The cool thing about parties like this is that there is usually a hilariously-stocked bar, and sometimes they give you free drinks. This is sort of what I was banking on as we sauntered up to the bartender, but $26 and two gin and tonics later, I discovered this wasn’t exactly the case. Drinking at any bar, really, is this sort of cost-benefit analysis thing where you try to figure out how much being drunk is worth to you given the price of drinks and ambiance of the bar you’re in. If you’re paying four bucks for a beer or whatever, you can reasonably expect to have four dollars worth of utility (read: fun/drunkenness) from said beer. There are some circumstances, however, where you either have to go all in or leave. If you’ve already paid thirteen dollars for a cocktail, you might as well have a few more thirteen-dollar cocktails so you can forget about how you just paid thirteen bucks to get distilled juniper berries mixed with something that will help stave off malaria. Y’know, one more just to make sure the first one is doing its job, another drink to keep the first two company, and a fourth one to make sure morale is high as the alcohol works its way through your system. This is called science, and it totally works.
These are cargo shorts.
Oh yeah, the party. There were maybe fifty people in there at the outset, and the number would oscillate from that to about a hundred once things really got popping off. It was really dark, with sporadic interjections from swirling colored lights, which gave off the feel of being in a really hip, fancy cave. There was a generous swath of the crowd whose presence at this event felt completely anachronistic. That would be the perhaps ten percent of them who were just tall, skinny dudes in cargo shorts and t-shirts, the type of outfit you generally see on college freshmen or frat dudes whose Vineyard Vines game was off due to laundry. The weirdest thing about them is that they all seemed to not know each other, and they seemed to exist as this weird tangent to the groups of well-dressed girls they were standing with. Did these dudes not know? They must have known. There is no way that they could have found themselves at a party that was largely unpublicized and whose existence was kept at a de facto need-to-know basis from even those staying in the hotel itself.
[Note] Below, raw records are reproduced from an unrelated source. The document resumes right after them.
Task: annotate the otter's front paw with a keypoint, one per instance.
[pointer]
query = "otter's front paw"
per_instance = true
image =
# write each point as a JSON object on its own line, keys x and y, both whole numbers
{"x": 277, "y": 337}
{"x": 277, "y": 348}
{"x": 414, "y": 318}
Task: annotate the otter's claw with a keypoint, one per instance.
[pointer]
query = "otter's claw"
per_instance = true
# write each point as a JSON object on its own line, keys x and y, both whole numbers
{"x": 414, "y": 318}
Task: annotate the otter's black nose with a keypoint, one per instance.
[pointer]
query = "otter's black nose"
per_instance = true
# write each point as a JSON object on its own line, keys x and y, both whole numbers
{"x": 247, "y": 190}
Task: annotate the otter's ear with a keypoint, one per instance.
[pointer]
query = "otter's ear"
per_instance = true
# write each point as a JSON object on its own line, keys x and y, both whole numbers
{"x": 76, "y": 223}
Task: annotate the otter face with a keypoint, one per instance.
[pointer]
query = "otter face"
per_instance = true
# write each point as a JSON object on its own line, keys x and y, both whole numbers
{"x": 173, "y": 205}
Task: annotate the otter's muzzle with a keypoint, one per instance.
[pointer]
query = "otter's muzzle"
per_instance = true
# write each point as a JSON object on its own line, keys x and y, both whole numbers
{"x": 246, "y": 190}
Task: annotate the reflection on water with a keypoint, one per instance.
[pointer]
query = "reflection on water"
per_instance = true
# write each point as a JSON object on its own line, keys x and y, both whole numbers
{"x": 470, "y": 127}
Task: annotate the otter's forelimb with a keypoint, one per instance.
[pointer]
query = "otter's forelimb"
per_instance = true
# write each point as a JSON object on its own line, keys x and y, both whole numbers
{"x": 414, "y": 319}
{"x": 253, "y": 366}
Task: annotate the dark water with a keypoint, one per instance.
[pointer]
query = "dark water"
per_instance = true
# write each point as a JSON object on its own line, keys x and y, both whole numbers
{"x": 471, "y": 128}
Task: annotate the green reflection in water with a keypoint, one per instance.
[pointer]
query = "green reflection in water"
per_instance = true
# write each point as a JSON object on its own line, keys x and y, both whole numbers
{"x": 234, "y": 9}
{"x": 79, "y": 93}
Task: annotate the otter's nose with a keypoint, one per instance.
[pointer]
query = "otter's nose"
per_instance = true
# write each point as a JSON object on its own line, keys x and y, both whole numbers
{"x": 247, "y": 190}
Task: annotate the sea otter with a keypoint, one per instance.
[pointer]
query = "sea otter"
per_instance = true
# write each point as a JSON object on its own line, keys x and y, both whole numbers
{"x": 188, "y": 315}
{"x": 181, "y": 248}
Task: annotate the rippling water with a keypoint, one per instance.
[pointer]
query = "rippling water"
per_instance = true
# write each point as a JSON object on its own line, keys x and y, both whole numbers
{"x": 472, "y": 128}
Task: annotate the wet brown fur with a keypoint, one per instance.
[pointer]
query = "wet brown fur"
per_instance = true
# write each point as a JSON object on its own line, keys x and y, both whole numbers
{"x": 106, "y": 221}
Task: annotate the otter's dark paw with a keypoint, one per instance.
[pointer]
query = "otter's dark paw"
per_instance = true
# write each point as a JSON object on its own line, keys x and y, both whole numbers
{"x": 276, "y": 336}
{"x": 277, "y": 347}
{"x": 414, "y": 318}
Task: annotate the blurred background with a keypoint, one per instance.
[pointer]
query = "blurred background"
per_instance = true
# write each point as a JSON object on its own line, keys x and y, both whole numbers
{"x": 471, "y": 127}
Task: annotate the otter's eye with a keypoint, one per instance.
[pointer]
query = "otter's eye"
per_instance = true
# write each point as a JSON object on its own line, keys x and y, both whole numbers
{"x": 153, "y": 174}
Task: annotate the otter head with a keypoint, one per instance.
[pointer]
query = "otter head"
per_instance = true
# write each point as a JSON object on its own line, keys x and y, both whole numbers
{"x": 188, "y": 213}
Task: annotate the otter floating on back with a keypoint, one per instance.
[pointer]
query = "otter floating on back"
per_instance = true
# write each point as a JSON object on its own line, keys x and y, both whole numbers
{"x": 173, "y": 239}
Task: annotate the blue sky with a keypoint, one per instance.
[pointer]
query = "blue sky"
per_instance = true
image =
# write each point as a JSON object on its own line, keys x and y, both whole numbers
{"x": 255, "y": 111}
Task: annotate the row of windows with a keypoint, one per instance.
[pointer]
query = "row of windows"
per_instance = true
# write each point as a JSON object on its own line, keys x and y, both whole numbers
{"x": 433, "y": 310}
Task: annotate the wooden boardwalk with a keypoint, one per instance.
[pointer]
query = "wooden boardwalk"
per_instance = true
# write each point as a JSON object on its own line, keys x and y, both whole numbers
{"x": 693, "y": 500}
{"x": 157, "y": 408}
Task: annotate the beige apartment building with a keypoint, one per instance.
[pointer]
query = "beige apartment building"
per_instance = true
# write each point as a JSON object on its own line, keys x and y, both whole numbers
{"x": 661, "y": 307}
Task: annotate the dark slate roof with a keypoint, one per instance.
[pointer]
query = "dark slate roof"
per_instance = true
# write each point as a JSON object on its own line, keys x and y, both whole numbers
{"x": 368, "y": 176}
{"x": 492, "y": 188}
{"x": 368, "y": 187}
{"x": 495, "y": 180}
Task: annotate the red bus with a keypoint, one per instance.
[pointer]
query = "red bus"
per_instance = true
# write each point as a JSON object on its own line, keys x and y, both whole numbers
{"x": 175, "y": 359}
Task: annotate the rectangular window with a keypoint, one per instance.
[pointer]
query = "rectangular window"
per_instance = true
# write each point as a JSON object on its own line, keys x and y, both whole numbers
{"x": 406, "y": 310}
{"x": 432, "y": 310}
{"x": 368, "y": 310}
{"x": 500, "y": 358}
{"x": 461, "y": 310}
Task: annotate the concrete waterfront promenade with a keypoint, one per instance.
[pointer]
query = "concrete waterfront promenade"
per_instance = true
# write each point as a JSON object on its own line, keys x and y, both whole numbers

Their grandparents must have invented the color yellow, or toilet paper. The rest of the crowd looked like they should have been there—Devon and I probably existed on some plane between them and everybody else—but the cargo shorts dudes somehow threw the party into sharp relief. By the time the guys from Bloc Party started filing in, we’d seen all we needed to see. The beverages had been consumed, the people we knew there had already been chatted up, and the cargo shorts vibes had been noted.
The real lessons to be gleaned here, it seems, is that if you’re going to a party like this you should probably be more prepared, and if you’re throwing a party like this you should really make sure you have a dress code.